A new documentary is exploring the hidden real lives of players of the virtual world online game Second Life, and finding some bizarre cases. What are we to make of an adult man who leads an online life in which his avatar is an 11-year-old girl? Filmmaker Jason Spingarn-Koff, who has a background in television science documentaries, either worked hard to track down the right subjects or got very lucky. Their stories are engrossing and, in one case, remarkable. The result is a calm and tender account of Second Life and its impact on three American families.
Aside from the adult who plays at being a child, Spingarn-Koff follows a working-class Detroit woman who makes her living selling clothes and buildings in Second Life. She was earning a six-figure income until another Second Life resident began cloning her products, prompting one of the first lawsuits aimed at protecting “property” in a virtual world.

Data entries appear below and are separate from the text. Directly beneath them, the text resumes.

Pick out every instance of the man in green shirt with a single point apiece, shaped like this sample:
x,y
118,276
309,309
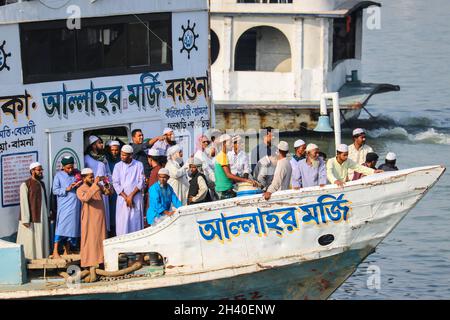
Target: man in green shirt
x,y
222,171
337,167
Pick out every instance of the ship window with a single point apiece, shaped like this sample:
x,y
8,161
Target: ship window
x,y
344,38
264,1
102,47
263,49
215,47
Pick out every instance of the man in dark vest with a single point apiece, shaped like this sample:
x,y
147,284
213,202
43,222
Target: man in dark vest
x,y
198,189
33,232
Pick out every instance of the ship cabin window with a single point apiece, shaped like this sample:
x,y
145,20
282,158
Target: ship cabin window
x,y
344,37
264,1
121,134
101,47
215,47
263,49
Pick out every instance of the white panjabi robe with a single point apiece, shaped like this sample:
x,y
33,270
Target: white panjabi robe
x,y
35,239
178,180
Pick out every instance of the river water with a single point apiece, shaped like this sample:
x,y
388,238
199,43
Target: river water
x,y
412,50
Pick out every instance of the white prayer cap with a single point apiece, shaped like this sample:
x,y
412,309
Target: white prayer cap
x,y
86,171
342,148
311,147
299,143
195,162
391,156
93,139
114,143
164,171
236,138
223,138
283,146
35,165
173,149
152,152
127,148
358,131
167,130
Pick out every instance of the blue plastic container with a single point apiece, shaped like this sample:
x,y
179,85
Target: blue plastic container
x,y
248,192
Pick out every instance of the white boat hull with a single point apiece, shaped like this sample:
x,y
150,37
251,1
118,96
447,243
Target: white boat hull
x,y
233,249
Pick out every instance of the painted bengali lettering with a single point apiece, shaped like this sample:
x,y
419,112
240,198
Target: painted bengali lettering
x,y
87,100
146,92
327,208
15,105
187,89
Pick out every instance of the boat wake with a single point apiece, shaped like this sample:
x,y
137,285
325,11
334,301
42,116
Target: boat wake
x,y
413,129
430,136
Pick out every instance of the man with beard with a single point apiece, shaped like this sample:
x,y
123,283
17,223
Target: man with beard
x,y
262,149
312,170
129,181
95,159
33,232
371,162
162,198
198,189
222,171
358,150
283,171
337,167
140,149
113,157
299,149
93,224
163,142
389,163
68,208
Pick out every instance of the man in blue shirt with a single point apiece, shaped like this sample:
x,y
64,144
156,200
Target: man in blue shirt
x,y
162,197
312,169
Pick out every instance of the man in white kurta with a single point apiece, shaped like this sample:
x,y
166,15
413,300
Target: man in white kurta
x,y
283,171
128,181
96,160
358,150
33,232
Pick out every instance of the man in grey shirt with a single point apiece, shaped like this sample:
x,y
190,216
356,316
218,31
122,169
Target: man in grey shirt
x,y
283,171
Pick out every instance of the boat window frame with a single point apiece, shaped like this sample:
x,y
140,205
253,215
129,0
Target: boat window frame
x,y
92,22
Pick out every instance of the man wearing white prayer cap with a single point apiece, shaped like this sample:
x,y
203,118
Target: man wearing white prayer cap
x,y
299,154
358,150
389,162
283,171
198,189
154,158
95,158
163,142
312,169
35,165
161,198
224,179
93,223
113,158
239,162
178,172
129,182
33,232
86,171
339,166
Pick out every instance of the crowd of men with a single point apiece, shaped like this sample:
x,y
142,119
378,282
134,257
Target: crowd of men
x,y
124,188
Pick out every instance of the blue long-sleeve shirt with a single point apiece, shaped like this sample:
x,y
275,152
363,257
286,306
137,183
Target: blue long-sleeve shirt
x,y
68,215
311,177
161,199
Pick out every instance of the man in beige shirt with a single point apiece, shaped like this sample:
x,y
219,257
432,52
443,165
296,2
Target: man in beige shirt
x,y
283,171
358,150
337,167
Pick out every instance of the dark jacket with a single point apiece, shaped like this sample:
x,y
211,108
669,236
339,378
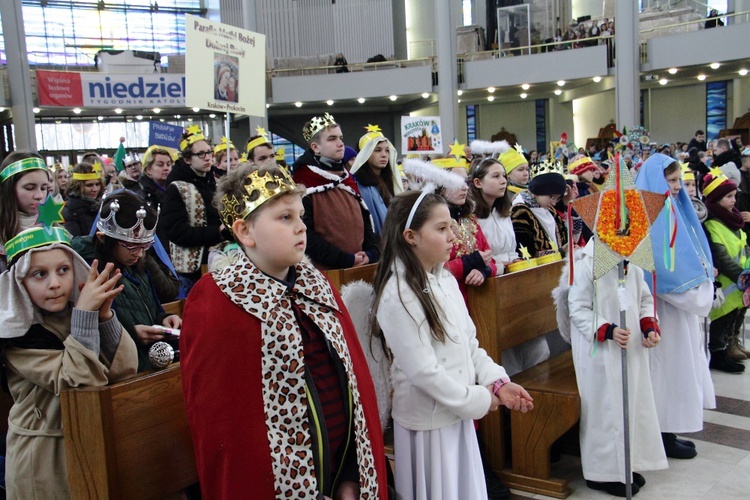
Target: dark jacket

The film’s third strand is a portrait of a man and woman who meet in Second Life and eventually separate from their partners and move in together in the real world.
Second Life is genuinely strange, so it is easy to think that the extremophiles – such as the folks who take on animal avatars and seek out virtual sex with other virtual “furries” – define the place.
But Spingarn-Koff’s film succeeds because it ignores the oddness and focuses on the people behind the avatars, and what Second Life means to them. Somehow it makes Second Life seem both bizarre and rather ordinary.
As for why an adult man would want a school-aged girl for an alter-ego – I’m still not sure. But the man that actually created one? Well, he suddenly doesn’t seem quite so odd.